Leitor, leitora, tens nas mãos uma coluna de sangue, uma linhagem de mulheres. Elas chamam-se Vénus ou Eva, Salomé ou Ofélia, Ana ou Ava. São muitas, e são uma só; existem agora, existem em todos os tempos. Cada qual descobre em si a matéria do corpo, a fervura do prazer, a inesgotável surpresa de existir; mas também, em torno, a lei dos pais, das hordas, dos álbuns de família; a ameaça dos predadores, o horror sempre latente.
Leitor, leitora, esta é uma história de metamorfoses: do espanto com que um corpo descobre em si desejo, matéria e pujança, do inebriamento com que reconhece a mais íntima proximidade com os animais, os elementos, a cúpula celeste. Porque tudo se parece, se aproxima: corpo e mundo, desejo e matéria. Mas esta é também uma história assombrada por mortes, assassinatos, uma ordem instituída, a sua força asfixiante. Mais ainda: esta história diz que tudo é duplo, tudo é ambíguo: as águas que baptizam também afogam. E, contudo, às vezes das águas profundas um corpo ergue-se, redivivo, mais forte, aspirando sofregamente o seu quinhão de ar.
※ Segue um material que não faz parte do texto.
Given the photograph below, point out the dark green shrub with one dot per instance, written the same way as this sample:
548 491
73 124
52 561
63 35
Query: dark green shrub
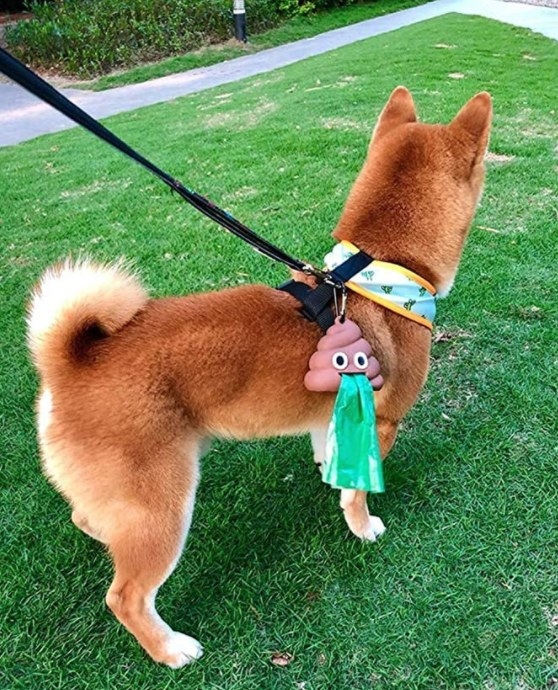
90 37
Esta é uma história – novela, poema, encantamento? – pela qual Luiza Nilo Nunes conta muitas histórias; é um prisma de nomes, desejos e medos. É a vida inteira, e a sombra da vida. Leitor, leitora, esta é a tua história.
Pedro Eiras
De Levanta-me das águas profundas guarde distância quem recusar mergulhar em necrotérias águas, falar a escura língua dos cervídeos, provar do cálice do parricida, ouvir o fulgor dos ossos quebrando, louvar os primevos incestos ou sentir o gosto acre da vingança; mas quem aceitar, com Ava e Ana, perfeitos anagramas, desenhe o círculo de uma insurrecta natureza por dentro da escrita febril de Luiza Nilo Nunes que, a cada página, nos golpeia como uma danação, nos volteia como uma salvação.